なので、カットニスが言うように「自分を助けてくれた相手」であるピータを批判し、男を下げるようなことをさせるのは、どういうつもりでキャラを動かしているのかと。
っていうか、そもそも、ここの三角関係は、とっくに決着が付いているし。

基地の面々がシェルターへ避難するシーンでは、「猫を見つけに行ったプリムローズがいないので、カットニスが慌てて捜索する」という展開が用意されている。
「それ、ホントに要るかね?」と言いたくなるような展開だが、そういうトコにスリリングな要素を用意しないと、話を盛り上げるのが難しい内容になっちゃってるのよ。

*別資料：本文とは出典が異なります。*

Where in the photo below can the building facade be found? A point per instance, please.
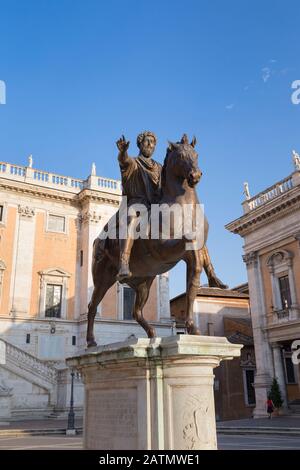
(48, 223)
(219, 312)
(270, 227)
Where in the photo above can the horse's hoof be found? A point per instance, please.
(216, 282)
(192, 329)
(151, 333)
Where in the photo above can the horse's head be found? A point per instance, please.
(182, 160)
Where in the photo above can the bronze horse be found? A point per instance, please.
(149, 257)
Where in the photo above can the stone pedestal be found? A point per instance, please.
(5, 408)
(152, 394)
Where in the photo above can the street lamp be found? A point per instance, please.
(71, 416)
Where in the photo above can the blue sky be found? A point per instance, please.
(80, 73)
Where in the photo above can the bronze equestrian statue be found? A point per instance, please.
(138, 262)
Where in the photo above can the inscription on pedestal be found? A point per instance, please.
(111, 419)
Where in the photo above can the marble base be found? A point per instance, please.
(152, 394)
(5, 409)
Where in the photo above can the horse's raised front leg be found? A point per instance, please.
(104, 277)
(213, 280)
(194, 268)
(141, 296)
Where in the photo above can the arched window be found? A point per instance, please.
(280, 265)
(53, 293)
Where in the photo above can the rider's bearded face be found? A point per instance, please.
(147, 146)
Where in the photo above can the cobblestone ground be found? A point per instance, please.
(232, 442)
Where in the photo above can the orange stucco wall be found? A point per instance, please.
(54, 250)
(7, 234)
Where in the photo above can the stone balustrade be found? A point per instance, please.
(55, 181)
(269, 194)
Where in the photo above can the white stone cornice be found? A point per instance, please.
(251, 259)
(26, 211)
(267, 213)
(91, 217)
(89, 195)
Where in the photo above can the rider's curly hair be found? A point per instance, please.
(144, 134)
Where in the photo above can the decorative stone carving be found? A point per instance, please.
(251, 259)
(4, 389)
(91, 216)
(26, 211)
(246, 191)
(296, 160)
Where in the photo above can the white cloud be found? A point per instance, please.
(266, 74)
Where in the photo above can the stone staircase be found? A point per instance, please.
(33, 383)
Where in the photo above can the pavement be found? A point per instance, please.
(278, 425)
(41, 427)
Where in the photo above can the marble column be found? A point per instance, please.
(21, 278)
(163, 297)
(279, 372)
(264, 362)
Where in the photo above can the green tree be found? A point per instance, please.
(275, 394)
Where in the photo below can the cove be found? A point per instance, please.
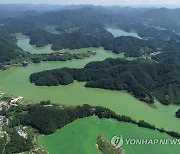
(15, 81)
(118, 32)
(23, 43)
(80, 137)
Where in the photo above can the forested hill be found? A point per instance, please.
(168, 58)
(143, 79)
(9, 50)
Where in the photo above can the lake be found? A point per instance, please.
(118, 32)
(23, 43)
(52, 29)
(15, 81)
(80, 137)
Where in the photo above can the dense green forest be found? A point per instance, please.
(9, 50)
(168, 58)
(142, 78)
(178, 113)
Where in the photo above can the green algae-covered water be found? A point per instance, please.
(15, 81)
(80, 136)
(23, 43)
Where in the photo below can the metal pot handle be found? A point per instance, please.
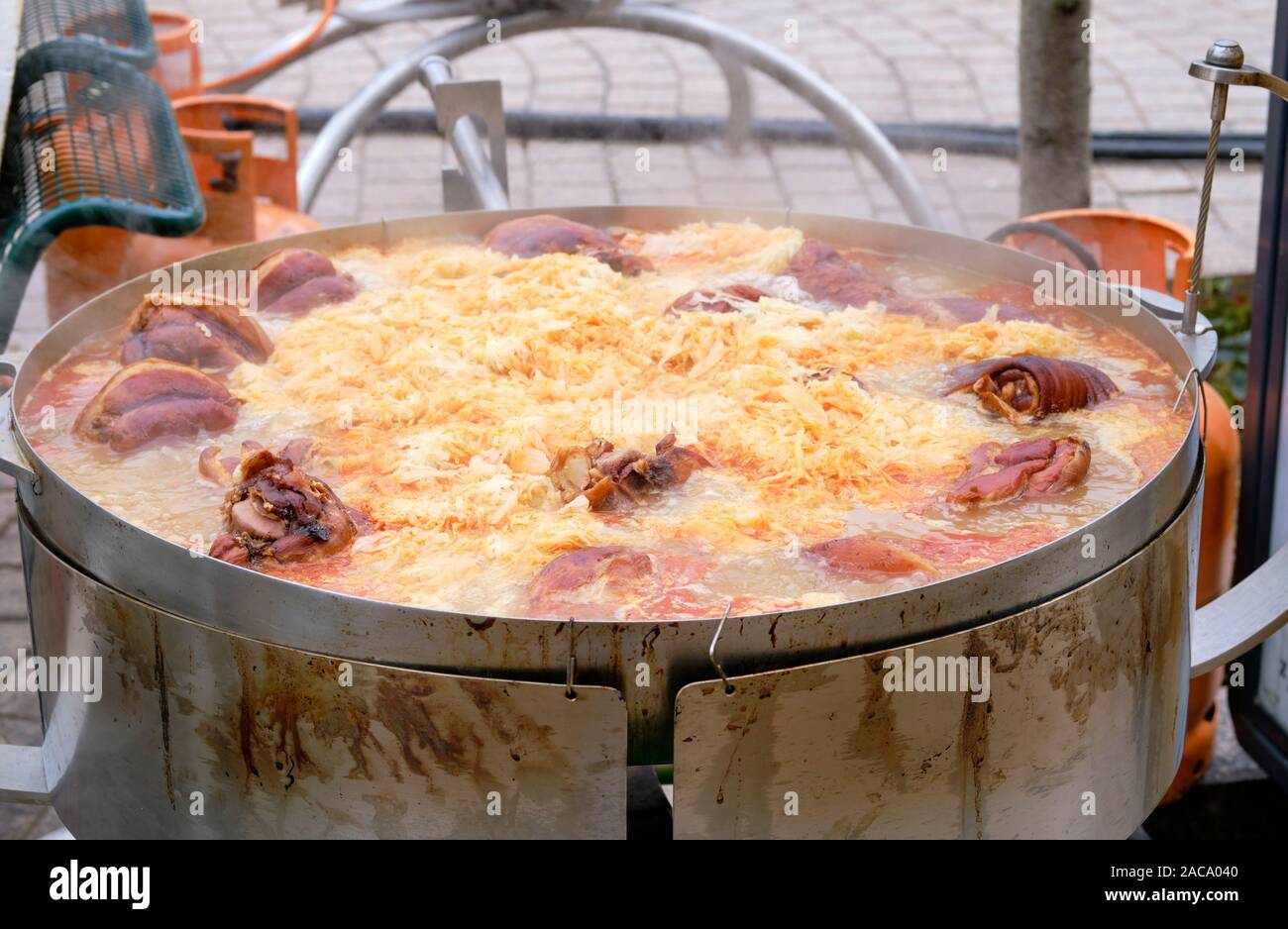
(1243, 616)
(22, 767)
(12, 461)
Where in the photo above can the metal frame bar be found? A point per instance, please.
(1258, 732)
(733, 52)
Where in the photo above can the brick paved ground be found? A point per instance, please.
(903, 60)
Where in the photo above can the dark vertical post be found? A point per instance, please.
(1055, 104)
(1263, 404)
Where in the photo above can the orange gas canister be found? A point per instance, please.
(249, 196)
(1216, 570)
(1162, 253)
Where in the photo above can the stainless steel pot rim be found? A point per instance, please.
(991, 592)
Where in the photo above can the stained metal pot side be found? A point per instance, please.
(608, 653)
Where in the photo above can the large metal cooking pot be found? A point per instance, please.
(249, 644)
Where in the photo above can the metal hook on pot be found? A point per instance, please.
(711, 652)
(572, 657)
(1198, 388)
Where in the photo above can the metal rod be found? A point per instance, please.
(1193, 293)
(854, 126)
(467, 142)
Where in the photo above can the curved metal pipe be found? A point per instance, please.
(346, 25)
(850, 121)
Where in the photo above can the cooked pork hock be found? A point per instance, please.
(613, 480)
(198, 330)
(1025, 388)
(278, 514)
(542, 235)
(1028, 468)
(151, 399)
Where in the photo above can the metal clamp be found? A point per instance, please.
(481, 180)
(1224, 67)
(13, 463)
(572, 658)
(711, 652)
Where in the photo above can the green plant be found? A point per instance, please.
(1229, 306)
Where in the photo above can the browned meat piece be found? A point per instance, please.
(1026, 468)
(312, 295)
(278, 514)
(151, 399)
(715, 301)
(822, 273)
(877, 558)
(871, 559)
(613, 480)
(284, 270)
(1025, 388)
(545, 233)
(222, 471)
(198, 330)
(613, 581)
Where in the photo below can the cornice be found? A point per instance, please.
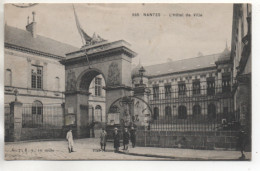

実際、この映画で最も緊迫感が高まるのって、そのシーンなのよね。
でも、それが望ましい形だとは、到底思えないわけで。

終盤には「捕まっているピータ&ジョアンナ&アニーを救出する」というミッションが実行されるのだが、クライマックスとしての力は全く感じられない。
何しろ、その任務にカットニスは参加せず、ただ基地で待機しているだけなのだ。一応は「スノーに話し合いを要求し、気を逸らせようとする」という役目は請け負うが、すぐにバレちゃってるし。
そしてカットニスどころか観客も知らない内に、救出のミッションは終了してしまう。
とりあえず本作品だけで成立するようなクライマックスさえ用意しないんだから、「最終作への繋ぎ」としての位置付けが徹底しているってことなのね。